This is a continuation on my previous post on linear regression. It talks about finding a set of axes (dimensions) along which to regress in such a way as to preserve the most relevant data while avoiding multicollinearity and reducing the amount of dimensions.

PCA

Mathematical optimization problem to find the direction line along which the distance between projected data points is the greatest, that is it has the largest variance. We choose this direction because the largest amount of information about the value of each point is preserved in this projection. The second principal component is an axis perpendicular to the first axis and so on, for multi-dimensional coordiante spaces. This choice of axes not only preserves the most amount of information, but also avoids multicollinearity, as the principal compoments are perpendicular to each other.

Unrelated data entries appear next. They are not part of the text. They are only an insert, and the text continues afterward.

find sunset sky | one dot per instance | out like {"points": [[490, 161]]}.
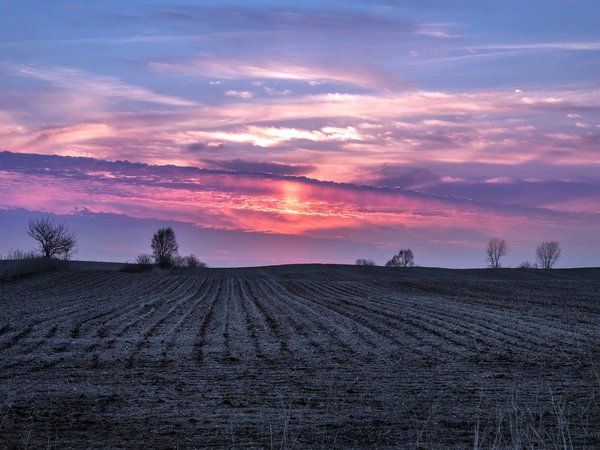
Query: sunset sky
{"points": [[272, 132]]}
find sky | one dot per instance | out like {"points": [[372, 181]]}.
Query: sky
{"points": [[272, 132]]}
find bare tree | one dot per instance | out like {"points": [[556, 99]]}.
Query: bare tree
{"points": [[365, 262], [55, 239], [495, 250], [404, 258], [547, 253], [143, 260], [192, 261], [164, 247]]}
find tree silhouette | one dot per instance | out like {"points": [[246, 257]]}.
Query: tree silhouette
{"points": [[495, 250], [547, 253], [404, 258], [55, 239], [164, 247]]}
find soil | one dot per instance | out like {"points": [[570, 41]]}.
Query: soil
{"points": [[305, 356]]}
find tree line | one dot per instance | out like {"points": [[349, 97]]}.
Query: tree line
{"points": [[546, 256], [57, 240]]}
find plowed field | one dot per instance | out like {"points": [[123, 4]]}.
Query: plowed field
{"points": [[301, 357]]}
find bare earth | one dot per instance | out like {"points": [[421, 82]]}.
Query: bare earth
{"points": [[301, 357]]}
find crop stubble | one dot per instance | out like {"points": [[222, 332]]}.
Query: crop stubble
{"points": [[298, 357]]}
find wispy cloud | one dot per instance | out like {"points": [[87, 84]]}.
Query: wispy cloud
{"points": [[246, 95], [566, 45], [236, 69], [102, 86]]}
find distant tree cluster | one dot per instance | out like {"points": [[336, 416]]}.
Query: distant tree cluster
{"points": [[364, 262], [546, 254], [165, 252], [56, 240], [404, 258]]}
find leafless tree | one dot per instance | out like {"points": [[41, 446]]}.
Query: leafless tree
{"points": [[192, 261], [547, 253], [164, 247], [55, 239], [495, 250], [365, 262], [404, 258], [143, 260]]}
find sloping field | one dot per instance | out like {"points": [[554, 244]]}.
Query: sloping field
{"points": [[301, 357]]}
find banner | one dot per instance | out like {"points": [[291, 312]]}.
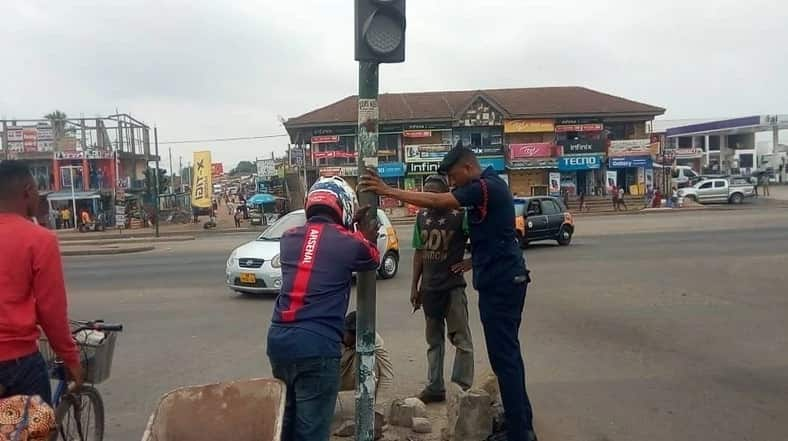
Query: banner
{"points": [[528, 125], [202, 190]]}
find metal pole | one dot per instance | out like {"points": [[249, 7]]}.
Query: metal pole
{"points": [[156, 173], [367, 149]]}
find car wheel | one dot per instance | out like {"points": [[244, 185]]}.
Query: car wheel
{"points": [[564, 236], [389, 265]]}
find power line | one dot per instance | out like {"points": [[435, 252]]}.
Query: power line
{"points": [[240, 138]]}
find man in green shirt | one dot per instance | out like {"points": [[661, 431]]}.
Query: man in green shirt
{"points": [[438, 285]]}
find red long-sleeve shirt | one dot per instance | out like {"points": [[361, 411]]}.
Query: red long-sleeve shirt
{"points": [[32, 291]]}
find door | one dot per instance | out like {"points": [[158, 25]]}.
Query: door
{"points": [[555, 217], [535, 221]]}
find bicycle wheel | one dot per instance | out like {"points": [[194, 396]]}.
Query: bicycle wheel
{"points": [[80, 416]]}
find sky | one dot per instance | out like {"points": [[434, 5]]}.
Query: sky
{"points": [[210, 69]]}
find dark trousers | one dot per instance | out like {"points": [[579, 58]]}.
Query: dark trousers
{"points": [[312, 388], [501, 311], [25, 376]]}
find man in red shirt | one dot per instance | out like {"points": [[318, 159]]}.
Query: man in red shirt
{"points": [[32, 291]]}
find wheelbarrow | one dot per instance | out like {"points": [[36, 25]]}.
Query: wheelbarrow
{"points": [[247, 410]]}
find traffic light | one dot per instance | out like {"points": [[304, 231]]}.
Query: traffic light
{"points": [[380, 31]]}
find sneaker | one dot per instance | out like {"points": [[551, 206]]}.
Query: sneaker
{"points": [[428, 397]]}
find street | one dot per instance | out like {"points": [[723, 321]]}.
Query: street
{"points": [[648, 327]]}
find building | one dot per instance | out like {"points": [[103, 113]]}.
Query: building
{"points": [[87, 162], [527, 135]]}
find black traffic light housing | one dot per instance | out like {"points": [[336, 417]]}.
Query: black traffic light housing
{"points": [[380, 31]]}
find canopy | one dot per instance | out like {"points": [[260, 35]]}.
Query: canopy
{"points": [[65, 195], [261, 198]]}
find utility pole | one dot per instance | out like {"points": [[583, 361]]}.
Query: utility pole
{"points": [[156, 145]]}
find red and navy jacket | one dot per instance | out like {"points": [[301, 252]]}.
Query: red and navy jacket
{"points": [[318, 261]]}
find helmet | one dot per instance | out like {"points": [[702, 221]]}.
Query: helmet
{"points": [[334, 193]]}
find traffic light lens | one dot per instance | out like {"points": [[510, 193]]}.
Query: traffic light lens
{"points": [[384, 34]]}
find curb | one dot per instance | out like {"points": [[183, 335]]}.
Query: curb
{"points": [[106, 251]]}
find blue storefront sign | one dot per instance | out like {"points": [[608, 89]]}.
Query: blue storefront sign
{"points": [[391, 170], [497, 163], [630, 161], [577, 163]]}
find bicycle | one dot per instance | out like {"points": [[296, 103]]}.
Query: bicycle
{"points": [[73, 409]]}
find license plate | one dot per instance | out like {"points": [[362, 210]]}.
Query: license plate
{"points": [[248, 278]]}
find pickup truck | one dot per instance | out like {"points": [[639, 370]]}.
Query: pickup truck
{"points": [[717, 190]]}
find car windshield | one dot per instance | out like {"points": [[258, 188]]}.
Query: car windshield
{"points": [[275, 231]]}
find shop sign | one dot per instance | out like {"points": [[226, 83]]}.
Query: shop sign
{"points": [[428, 152], [629, 161], [575, 163], [423, 167], [630, 147], [528, 125], [391, 169], [533, 150], [583, 146], [417, 134], [534, 163], [334, 154], [325, 139], [497, 163]]}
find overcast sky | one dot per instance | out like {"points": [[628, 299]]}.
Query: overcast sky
{"points": [[211, 69]]}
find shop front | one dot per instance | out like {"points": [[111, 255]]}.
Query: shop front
{"points": [[582, 173]]}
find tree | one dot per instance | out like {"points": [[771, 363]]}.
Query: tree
{"points": [[58, 121], [244, 167]]}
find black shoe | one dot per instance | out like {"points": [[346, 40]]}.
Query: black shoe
{"points": [[428, 397]]}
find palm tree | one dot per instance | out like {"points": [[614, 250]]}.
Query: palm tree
{"points": [[58, 121]]}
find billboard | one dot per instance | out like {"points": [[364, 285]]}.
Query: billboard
{"points": [[202, 188]]}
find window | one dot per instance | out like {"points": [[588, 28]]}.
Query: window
{"points": [[549, 207]]}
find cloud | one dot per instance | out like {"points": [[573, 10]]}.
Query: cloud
{"points": [[206, 69]]}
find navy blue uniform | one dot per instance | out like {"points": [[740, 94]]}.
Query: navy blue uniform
{"points": [[499, 274], [304, 341]]}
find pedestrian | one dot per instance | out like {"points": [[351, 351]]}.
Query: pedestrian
{"points": [[499, 269], [621, 198], [33, 292], [304, 346], [439, 238]]}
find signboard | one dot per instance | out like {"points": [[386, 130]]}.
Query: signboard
{"points": [[325, 139], [266, 168], [577, 163], [423, 168], [334, 154], [416, 134], [202, 190], [533, 150], [429, 152], [217, 169], [554, 187], [630, 147], [630, 161], [528, 125], [534, 163], [583, 146]]}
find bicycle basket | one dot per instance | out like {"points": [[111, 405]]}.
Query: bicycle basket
{"points": [[95, 356]]}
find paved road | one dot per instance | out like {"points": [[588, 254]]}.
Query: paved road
{"points": [[659, 327]]}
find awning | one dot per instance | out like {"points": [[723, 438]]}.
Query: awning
{"points": [[66, 195]]}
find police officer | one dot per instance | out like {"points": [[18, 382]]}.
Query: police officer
{"points": [[499, 270]]}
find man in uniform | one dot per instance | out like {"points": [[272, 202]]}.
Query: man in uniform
{"points": [[439, 238], [499, 271]]}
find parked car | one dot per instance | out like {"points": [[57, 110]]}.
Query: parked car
{"points": [[543, 218], [718, 190], [254, 267]]}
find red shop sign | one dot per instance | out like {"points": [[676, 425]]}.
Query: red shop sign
{"points": [[533, 150]]}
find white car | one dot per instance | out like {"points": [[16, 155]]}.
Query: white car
{"points": [[254, 267]]}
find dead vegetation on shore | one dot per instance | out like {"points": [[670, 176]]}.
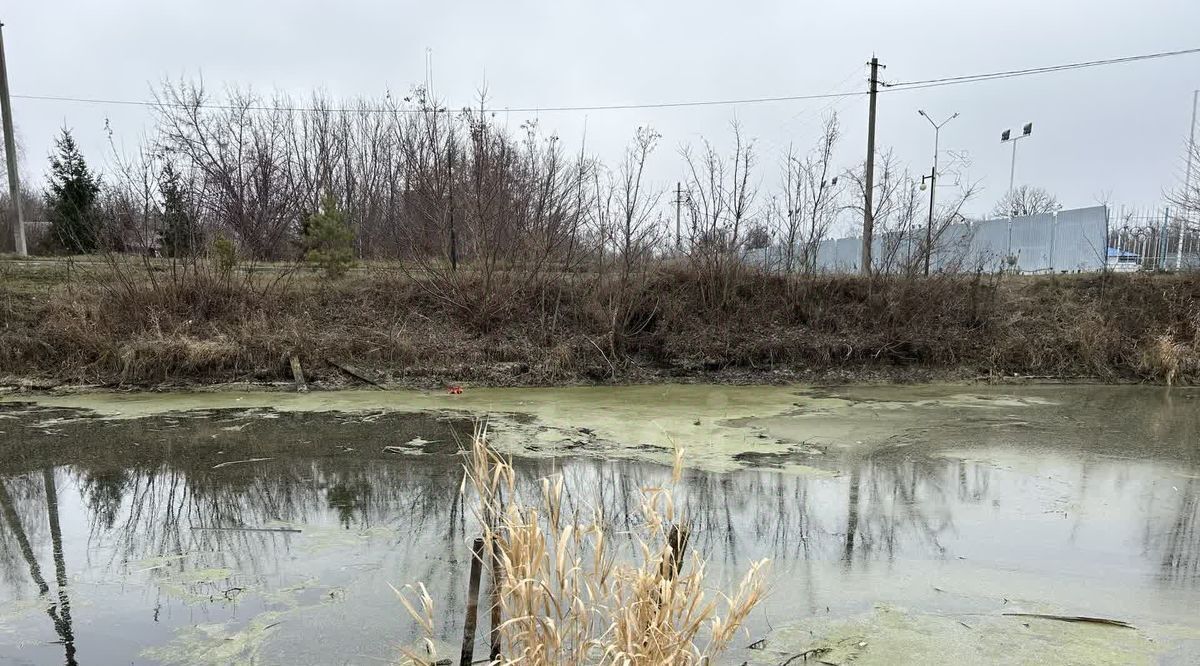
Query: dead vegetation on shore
{"points": [[115, 327]]}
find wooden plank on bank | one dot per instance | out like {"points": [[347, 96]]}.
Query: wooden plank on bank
{"points": [[298, 375], [360, 375]]}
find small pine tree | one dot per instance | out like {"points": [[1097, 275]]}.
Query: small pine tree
{"points": [[178, 227], [71, 198], [329, 240]]}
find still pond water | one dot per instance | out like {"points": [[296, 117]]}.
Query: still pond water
{"points": [[903, 522]]}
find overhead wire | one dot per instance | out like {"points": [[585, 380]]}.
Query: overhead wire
{"points": [[919, 84]]}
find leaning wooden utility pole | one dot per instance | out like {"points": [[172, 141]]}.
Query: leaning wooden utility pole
{"points": [[10, 153], [869, 190]]}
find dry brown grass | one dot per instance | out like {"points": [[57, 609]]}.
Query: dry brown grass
{"points": [[204, 329], [573, 591]]}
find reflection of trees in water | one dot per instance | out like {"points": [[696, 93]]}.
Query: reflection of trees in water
{"points": [[1181, 541], [59, 612]]}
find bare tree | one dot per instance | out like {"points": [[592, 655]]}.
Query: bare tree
{"points": [[1025, 199], [720, 211], [814, 199]]}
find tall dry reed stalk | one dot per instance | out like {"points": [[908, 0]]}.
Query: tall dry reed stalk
{"points": [[573, 592]]}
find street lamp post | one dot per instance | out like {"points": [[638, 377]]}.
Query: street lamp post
{"points": [[933, 185], [1007, 137]]}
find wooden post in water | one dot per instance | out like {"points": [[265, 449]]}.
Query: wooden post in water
{"points": [[495, 654], [468, 627], [678, 541]]}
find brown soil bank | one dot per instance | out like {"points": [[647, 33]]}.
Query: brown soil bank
{"points": [[154, 329]]}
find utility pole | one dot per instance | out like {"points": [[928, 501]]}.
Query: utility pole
{"points": [[10, 153], [678, 204], [933, 185], [454, 238], [1187, 181], [869, 195]]}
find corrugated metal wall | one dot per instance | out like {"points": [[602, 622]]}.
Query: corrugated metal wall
{"points": [[1071, 240]]}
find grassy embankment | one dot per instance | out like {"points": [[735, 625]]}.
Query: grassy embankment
{"points": [[136, 325]]}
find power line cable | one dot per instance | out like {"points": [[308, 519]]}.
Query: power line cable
{"points": [[894, 87], [1031, 71]]}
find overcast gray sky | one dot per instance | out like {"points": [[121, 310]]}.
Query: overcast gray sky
{"points": [[1115, 130]]}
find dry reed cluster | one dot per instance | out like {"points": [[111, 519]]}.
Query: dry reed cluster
{"points": [[571, 591]]}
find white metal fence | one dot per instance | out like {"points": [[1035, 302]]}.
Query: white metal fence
{"points": [[1075, 240]]}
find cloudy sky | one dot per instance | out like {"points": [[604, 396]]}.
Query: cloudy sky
{"points": [[1111, 132]]}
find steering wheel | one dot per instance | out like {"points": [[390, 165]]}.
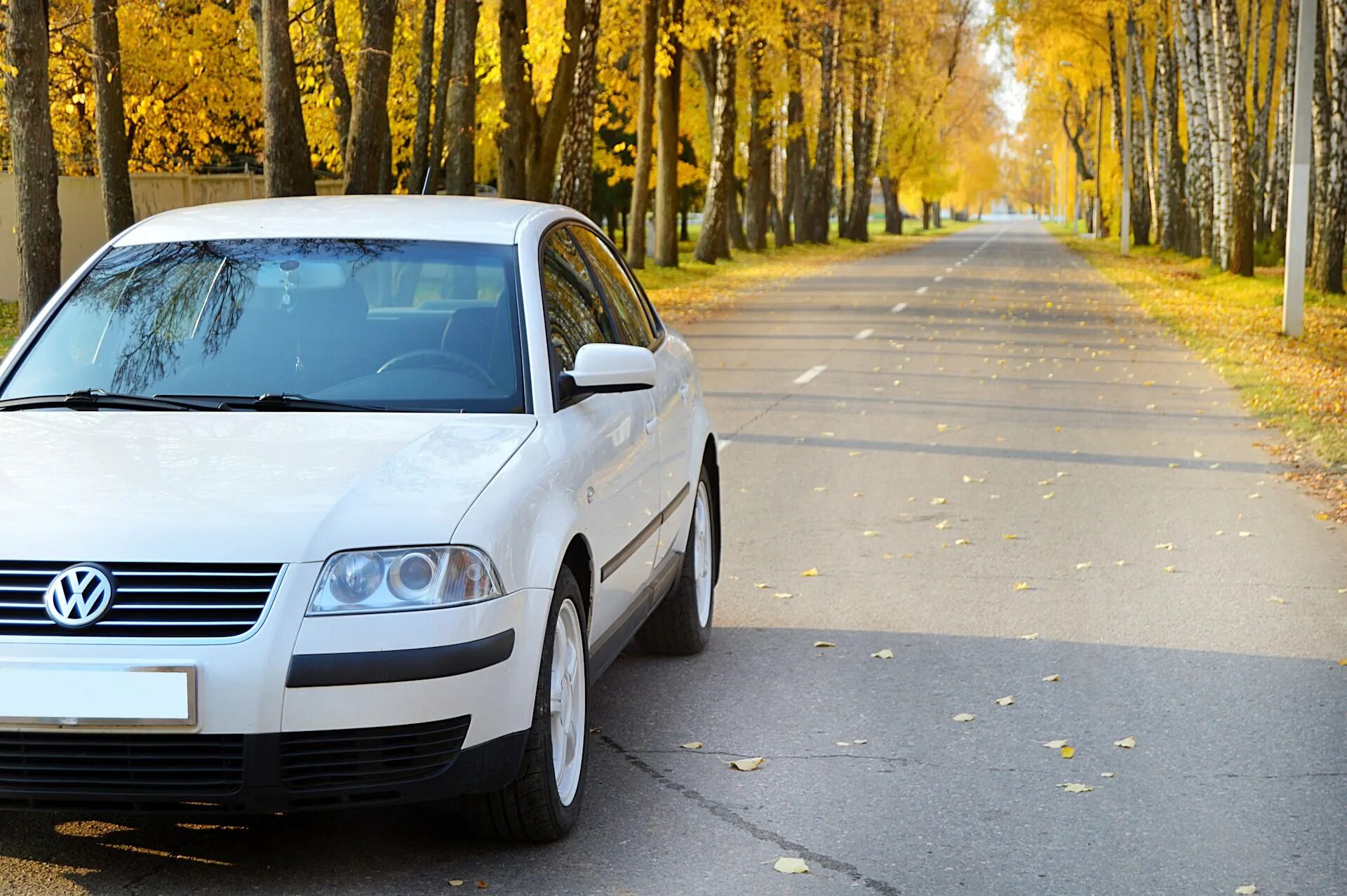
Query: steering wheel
{"points": [[437, 359]]}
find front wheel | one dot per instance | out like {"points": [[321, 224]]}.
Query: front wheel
{"points": [[543, 802], [681, 625]]}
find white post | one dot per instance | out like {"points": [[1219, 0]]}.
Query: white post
{"points": [[1297, 203], [1125, 219]]}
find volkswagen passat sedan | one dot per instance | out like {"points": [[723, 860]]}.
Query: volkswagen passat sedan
{"points": [[341, 502]]}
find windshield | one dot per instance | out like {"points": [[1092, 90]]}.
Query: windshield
{"points": [[389, 323]]}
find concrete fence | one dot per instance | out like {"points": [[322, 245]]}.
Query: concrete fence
{"points": [[81, 212]]}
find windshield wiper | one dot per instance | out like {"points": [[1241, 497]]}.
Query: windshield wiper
{"points": [[272, 402], [98, 401]]}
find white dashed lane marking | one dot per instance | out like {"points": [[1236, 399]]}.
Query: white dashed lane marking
{"points": [[808, 375]]}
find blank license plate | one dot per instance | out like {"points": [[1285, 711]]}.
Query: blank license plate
{"points": [[98, 695]]}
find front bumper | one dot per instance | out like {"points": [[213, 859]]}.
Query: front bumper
{"points": [[253, 774], [304, 713]]}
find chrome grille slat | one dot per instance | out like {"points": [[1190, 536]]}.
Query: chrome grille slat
{"points": [[154, 600]]}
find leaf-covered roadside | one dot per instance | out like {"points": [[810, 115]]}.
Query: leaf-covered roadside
{"points": [[1297, 386]]}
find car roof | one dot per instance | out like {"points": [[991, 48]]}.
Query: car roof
{"points": [[455, 219]]}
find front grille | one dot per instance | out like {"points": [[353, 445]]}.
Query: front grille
{"points": [[152, 600], [143, 764], [370, 756]]}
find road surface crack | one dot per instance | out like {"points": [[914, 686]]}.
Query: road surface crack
{"points": [[730, 817]]}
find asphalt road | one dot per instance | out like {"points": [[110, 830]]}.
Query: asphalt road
{"points": [[984, 387]]}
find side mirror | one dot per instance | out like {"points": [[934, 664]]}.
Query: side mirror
{"points": [[601, 367]]}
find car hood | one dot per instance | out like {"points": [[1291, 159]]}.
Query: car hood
{"points": [[244, 487]]}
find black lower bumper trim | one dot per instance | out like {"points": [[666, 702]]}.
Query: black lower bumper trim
{"points": [[477, 770], [382, 667]]}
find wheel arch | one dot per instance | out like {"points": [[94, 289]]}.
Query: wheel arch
{"points": [[711, 461], [579, 559]]}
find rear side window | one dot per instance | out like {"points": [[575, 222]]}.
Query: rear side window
{"points": [[575, 314], [632, 325]]}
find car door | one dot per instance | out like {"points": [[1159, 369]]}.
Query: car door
{"points": [[615, 436], [673, 391]]}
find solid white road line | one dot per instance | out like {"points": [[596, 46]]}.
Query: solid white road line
{"points": [[808, 375]]}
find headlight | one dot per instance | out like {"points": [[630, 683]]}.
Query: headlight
{"points": [[404, 580]]}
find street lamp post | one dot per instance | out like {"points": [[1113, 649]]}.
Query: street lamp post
{"points": [[1125, 218], [1297, 201]]}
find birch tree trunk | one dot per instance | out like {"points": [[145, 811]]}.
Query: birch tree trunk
{"points": [[1149, 205], [575, 182], [666, 175], [821, 175], [1168, 152], [796, 146], [424, 93], [436, 152], [1326, 271], [119, 212], [288, 168], [528, 140], [1199, 174], [1280, 166], [29, 102], [370, 107], [644, 136], [1215, 93], [716, 216], [758, 189], [335, 67], [1263, 114], [1241, 250]]}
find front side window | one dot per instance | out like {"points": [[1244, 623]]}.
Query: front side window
{"points": [[389, 323], [575, 314], [632, 325]]}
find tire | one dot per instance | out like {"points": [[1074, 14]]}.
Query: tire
{"points": [[534, 808], [681, 625]]}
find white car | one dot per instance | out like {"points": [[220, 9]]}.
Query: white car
{"points": [[342, 502]]}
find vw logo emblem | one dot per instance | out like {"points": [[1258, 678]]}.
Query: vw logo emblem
{"points": [[79, 596]]}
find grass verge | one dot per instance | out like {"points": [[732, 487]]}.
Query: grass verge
{"points": [[695, 288], [1234, 323]]}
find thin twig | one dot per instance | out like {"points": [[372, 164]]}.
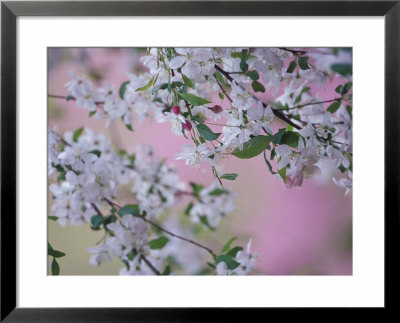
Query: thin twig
{"points": [[166, 231], [148, 263]]}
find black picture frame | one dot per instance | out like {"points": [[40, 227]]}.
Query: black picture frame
{"points": [[11, 10]]}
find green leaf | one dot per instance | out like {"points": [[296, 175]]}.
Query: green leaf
{"points": [[122, 89], [207, 133], [230, 177], [243, 65], [129, 209], [282, 173], [56, 253], [227, 245], [203, 219], [158, 243], [95, 152], [166, 271], [77, 134], [193, 99], [257, 86], [219, 77], [253, 75], [290, 138], [234, 251], [303, 62], [291, 67], [147, 86], [132, 254], [96, 221], [342, 69], [334, 106], [196, 189], [268, 163], [253, 147], [161, 86], [230, 262], [188, 81], [278, 136], [188, 208], [55, 267]]}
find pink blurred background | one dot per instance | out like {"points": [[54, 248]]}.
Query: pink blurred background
{"points": [[306, 231]]}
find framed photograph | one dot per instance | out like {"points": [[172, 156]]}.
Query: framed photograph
{"points": [[179, 160]]}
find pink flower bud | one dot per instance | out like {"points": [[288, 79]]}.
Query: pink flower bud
{"points": [[216, 109], [176, 109], [187, 125]]}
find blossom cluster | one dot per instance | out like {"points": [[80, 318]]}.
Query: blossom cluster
{"points": [[193, 88], [86, 176]]}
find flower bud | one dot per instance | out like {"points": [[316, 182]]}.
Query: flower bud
{"points": [[187, 125], [216, 109], [176, 109]]}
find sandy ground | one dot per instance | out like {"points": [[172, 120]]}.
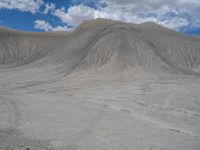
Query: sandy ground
{"points": [[88, 114], [105, 86]]}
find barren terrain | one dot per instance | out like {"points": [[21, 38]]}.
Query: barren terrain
{"points": [[105, 86]]}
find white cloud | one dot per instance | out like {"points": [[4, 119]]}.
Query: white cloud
{"points": [[49, 7], [136, 12], [23, 5], [43, 25]]}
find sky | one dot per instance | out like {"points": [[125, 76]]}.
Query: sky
{"points": [[66, 15]]}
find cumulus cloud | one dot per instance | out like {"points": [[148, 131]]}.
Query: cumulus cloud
{"points": [[43, 25], [23, 5], [49, 7], [170, 13]]}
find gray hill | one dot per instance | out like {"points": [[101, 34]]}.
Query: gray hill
{"points": [[107, 85]]}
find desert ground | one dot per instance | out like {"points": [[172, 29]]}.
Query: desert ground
{"points": [[107, 85]]}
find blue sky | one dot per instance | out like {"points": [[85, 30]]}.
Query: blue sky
{"points": [[55, 15]]}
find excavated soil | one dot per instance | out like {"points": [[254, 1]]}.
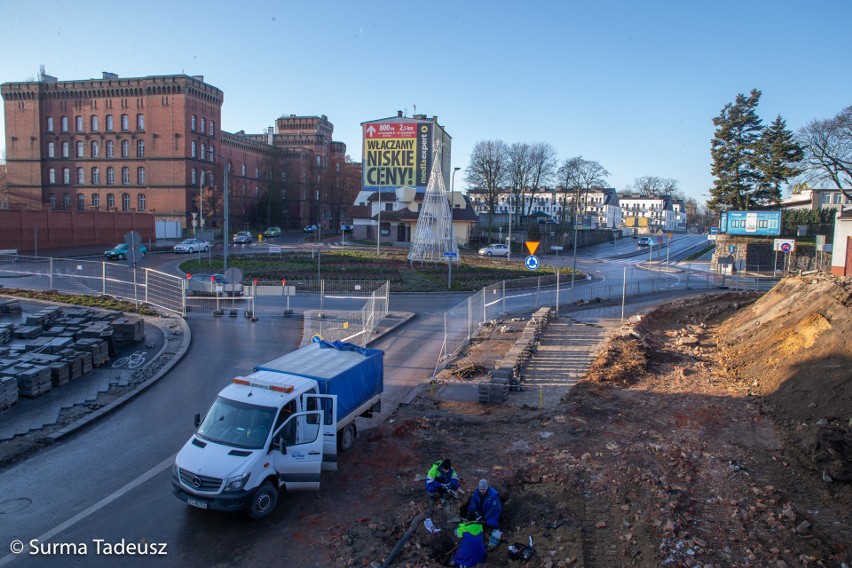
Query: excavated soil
{"points": [[714, 432]]}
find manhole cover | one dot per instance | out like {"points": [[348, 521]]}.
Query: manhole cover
{"points": [[14, 505]]}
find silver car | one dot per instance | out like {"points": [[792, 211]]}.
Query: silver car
{"points": [[192, 245]]}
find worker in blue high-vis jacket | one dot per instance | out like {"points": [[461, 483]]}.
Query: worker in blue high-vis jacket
{"points": [[485, 505], [441, 478], [471, 550]]}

The problem can be rephrased as: given a set of highly correlated factors, [X1 ... Xn], find a equal number of factors, [F1 ... Fn], completely uncorrelated to each other, sorted so that Var(F1) > ... > Var(Fn), on which we are able to describe our regression problem as Y = A + B1 * F1 + ... Bn * Fn. These factors satisfy the equality Var(F) == Var(X), meaning we don’t lose information when we do the decomposition along these new axes.

It is important to notice the inequality, ``Var(F1) > … > Var(Fn)`. The higher the variance along that particular axis, the more information is contained in that axis..

The linear algebra problem that helps us find these factors is called eigenvalue decomposition and can be phrased as:

Find F1 = a1X1 + ... + anXn such that Var(F1) is maximised and the coefficients a1 .. an satisfy the contraint a1^2 + ... + an^2 = 1. F1 is the principal component 1, v1 = [a1,...,an] is called eigenvector 1 and e1 = Var(F1) is called the eigenvalue of the principal component F1.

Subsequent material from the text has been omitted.